USA TODAY US Edition
Immigration lawyer: Why a wall won’t work
In early 2015, I entered a stuffy, packed federal courtroom in Los Angeles. I was the Immigration and Customs Enforcement (ICE) trial attorney, doing my best to follow the priorities set by President Obama: to deport felons, not families, and identify people who pose a threat to society.
I took a deep breath as the judge called the first case — a crying baby, no more than eight months old, one of the thousands of unaccompanied minors in immigration court during the Central America border surge. The judge glared at me while trying to figure out how to get an infant on the official court record.
Before then, as a senior adviser at the State Department under Secretary Hillary Clinton, I listened to government officials in Central America express frustration about our mass deportation of hardened criminals, many of whom spoke little Spanish. These native sons and daughters had learned violence on the streets of L.A., and continued the cycle of violence on their return.
Donald Trump portrays America under Obama and Clinton as a lawless nation that allows all criminal immigrants to stay in the country. But his fear tactics distort the reality. I worked alongside ordinary civil servants looking for humane ways to focus our deportation efforts on national security threats, known gang members, violent criminals and recent arrivals to the U.S.

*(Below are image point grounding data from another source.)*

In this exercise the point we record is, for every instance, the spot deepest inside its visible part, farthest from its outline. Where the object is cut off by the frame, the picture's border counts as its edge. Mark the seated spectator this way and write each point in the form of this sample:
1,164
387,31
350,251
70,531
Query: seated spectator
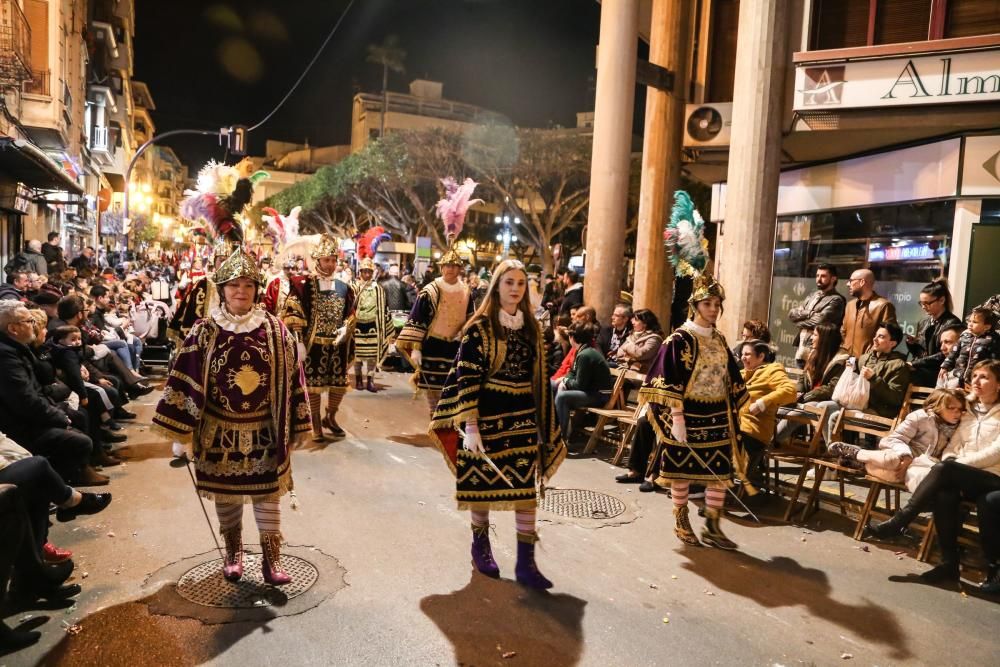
611,337
979,342
824,366
752,330
40,487
583,315
927,369
935,299
27,415
769,388
587,382
969,470
639,349
908,454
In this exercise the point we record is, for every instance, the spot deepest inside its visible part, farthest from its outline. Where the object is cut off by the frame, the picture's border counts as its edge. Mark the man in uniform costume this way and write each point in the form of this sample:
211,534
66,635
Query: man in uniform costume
694,391
235,394
374,326
321,309
431,335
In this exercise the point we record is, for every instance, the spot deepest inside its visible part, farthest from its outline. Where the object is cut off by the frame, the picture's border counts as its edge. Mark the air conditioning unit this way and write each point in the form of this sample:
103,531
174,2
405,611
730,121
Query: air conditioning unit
708,125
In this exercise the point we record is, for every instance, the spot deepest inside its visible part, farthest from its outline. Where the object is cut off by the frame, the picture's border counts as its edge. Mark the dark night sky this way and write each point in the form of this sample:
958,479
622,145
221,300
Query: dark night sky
532,60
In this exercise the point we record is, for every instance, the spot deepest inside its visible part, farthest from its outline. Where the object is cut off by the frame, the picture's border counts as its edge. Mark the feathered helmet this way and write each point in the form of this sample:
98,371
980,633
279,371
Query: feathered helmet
451,210
684,238
369,242
239,265
327,247
281,230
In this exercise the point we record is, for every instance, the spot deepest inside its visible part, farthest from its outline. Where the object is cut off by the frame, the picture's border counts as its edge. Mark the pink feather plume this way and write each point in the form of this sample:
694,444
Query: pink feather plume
457,201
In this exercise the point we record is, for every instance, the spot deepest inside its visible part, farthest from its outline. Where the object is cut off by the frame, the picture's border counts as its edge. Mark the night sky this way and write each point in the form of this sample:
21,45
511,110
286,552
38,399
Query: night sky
213,64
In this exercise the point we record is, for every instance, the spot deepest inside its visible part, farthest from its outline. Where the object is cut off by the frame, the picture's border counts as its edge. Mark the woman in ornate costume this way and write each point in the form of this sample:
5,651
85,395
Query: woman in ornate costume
694,391
498,390
235,392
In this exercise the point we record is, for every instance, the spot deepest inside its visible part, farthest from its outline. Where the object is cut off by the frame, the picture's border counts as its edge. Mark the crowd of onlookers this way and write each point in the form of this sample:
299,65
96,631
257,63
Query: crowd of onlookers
71,345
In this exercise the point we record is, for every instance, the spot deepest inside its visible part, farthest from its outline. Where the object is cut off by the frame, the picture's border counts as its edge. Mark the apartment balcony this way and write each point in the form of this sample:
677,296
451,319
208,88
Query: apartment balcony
15,44
40,83
102,145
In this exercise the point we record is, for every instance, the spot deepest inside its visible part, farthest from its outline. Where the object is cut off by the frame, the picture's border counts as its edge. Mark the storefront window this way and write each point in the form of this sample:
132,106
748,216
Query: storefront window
905,245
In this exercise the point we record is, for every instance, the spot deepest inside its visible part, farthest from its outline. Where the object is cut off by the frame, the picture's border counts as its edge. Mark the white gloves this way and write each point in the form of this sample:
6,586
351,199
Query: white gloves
341,334
473,442
677,428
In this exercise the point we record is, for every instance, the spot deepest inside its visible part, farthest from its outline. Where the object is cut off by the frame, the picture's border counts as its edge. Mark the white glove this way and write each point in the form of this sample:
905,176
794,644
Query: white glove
473,442
339,336
677,428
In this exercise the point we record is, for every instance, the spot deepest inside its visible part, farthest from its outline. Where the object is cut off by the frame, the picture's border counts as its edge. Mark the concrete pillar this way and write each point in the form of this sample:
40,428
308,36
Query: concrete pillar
609,171
663,140
745,254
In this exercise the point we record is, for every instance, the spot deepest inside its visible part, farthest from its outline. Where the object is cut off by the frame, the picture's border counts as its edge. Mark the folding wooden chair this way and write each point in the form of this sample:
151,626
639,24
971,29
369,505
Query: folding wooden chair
799,449
609,427
848,421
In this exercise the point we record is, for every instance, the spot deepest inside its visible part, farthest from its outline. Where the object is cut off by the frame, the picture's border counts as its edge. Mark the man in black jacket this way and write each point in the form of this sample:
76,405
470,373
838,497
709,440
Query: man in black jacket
28,416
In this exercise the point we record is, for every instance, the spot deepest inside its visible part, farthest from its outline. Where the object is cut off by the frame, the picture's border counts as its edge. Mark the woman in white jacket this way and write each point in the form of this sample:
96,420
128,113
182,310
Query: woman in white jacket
914,447
969,470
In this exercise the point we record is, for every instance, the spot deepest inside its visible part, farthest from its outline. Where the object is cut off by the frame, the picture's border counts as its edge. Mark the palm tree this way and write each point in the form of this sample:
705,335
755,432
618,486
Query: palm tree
389,55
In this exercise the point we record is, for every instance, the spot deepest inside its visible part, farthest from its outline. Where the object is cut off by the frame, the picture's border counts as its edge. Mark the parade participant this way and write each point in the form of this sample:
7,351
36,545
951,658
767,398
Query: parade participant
235,394
222,194
282,231
498,390
694,391
430,337
374,328
320,308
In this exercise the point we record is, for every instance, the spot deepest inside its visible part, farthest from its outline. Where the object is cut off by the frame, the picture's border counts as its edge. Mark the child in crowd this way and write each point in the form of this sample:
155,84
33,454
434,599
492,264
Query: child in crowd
978,343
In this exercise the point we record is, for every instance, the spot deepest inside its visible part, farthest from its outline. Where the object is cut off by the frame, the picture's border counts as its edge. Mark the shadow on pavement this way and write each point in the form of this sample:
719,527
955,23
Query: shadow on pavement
128,634
489,618
782,582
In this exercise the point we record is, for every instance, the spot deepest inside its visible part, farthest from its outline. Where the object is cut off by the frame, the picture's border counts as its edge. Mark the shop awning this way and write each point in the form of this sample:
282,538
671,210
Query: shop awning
23,161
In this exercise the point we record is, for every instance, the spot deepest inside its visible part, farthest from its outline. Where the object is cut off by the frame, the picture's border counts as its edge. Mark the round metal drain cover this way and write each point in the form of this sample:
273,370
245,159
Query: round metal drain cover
205,585
581,504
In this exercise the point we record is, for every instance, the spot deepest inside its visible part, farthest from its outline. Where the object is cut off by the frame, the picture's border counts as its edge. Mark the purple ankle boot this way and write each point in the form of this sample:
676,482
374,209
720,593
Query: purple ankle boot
482,553
526,571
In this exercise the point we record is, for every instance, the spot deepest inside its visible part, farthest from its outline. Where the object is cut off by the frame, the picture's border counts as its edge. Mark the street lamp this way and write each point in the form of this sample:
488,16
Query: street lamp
506,235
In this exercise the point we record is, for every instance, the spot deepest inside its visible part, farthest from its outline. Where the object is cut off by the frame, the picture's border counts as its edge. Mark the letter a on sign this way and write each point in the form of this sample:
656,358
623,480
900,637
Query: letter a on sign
908,77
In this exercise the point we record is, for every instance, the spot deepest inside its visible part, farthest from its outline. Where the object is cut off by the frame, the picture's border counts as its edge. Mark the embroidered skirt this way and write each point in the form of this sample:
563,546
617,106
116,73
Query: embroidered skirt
437,358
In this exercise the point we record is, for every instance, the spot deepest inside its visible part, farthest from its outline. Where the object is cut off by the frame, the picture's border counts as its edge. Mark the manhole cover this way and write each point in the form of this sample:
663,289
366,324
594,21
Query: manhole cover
581,504
205,585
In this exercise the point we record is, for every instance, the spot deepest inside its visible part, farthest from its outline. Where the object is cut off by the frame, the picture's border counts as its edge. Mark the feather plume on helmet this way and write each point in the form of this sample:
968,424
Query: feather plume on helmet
451,210
687,247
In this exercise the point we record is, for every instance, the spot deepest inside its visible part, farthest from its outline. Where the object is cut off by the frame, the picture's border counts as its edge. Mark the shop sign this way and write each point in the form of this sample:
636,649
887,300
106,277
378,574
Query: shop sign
788,293
948,78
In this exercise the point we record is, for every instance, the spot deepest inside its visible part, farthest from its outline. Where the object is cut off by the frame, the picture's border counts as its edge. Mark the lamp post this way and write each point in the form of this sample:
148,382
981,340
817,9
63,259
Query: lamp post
507,233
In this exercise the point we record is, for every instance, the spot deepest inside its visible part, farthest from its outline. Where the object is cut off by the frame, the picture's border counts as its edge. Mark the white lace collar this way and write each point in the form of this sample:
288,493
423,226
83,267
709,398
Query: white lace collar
238,323
513,322
448,287
698,329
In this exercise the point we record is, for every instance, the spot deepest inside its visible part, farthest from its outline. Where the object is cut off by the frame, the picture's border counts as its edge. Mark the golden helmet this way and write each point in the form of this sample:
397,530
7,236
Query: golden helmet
327,247
238,265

Trump’s hallmark policy is a border wall that he insists Mexico will finance. It would fail miserably. As an ICE officer, I visited the wall along the San Diego and Tijuana border, and saw portions blasted by smugglers only to be rebuilt over and over on the taxpayers’ dime. How many times would Trump try to rebuild his multibillion dollar wall? Once? Ten times?
The steps we really need are in the direction of improved technology, increased resources and reliance on old-fashioned American ingenuity.
In contrast to Trump’s wall-centered policy, Clinton promises to push for comprehensive immigration reform in her first 100 days in office. She has also vowed to defend Obama’s executive actions to keep families together, and ensure that violent criminals are detained and deported.
After being part of ICE, I decided that nobody “wins” or “loses” in immigration court — but everyone leaves feeling scarred. Our system has been overly politicized and our laws are inadequate, forcing certain immigrants into court because there is no ability to seek relief elsewhere. People can languish for years on simple administrative issues that could be solved if only they had the right to an attorney. Finally, our immigration judges are doing Herculean work that remains underfunded and underappreciated.
If we are going to fix our immigration system, we need a president who understands the gravity and complexity of the problem. For this former ICE official, the choice is clear.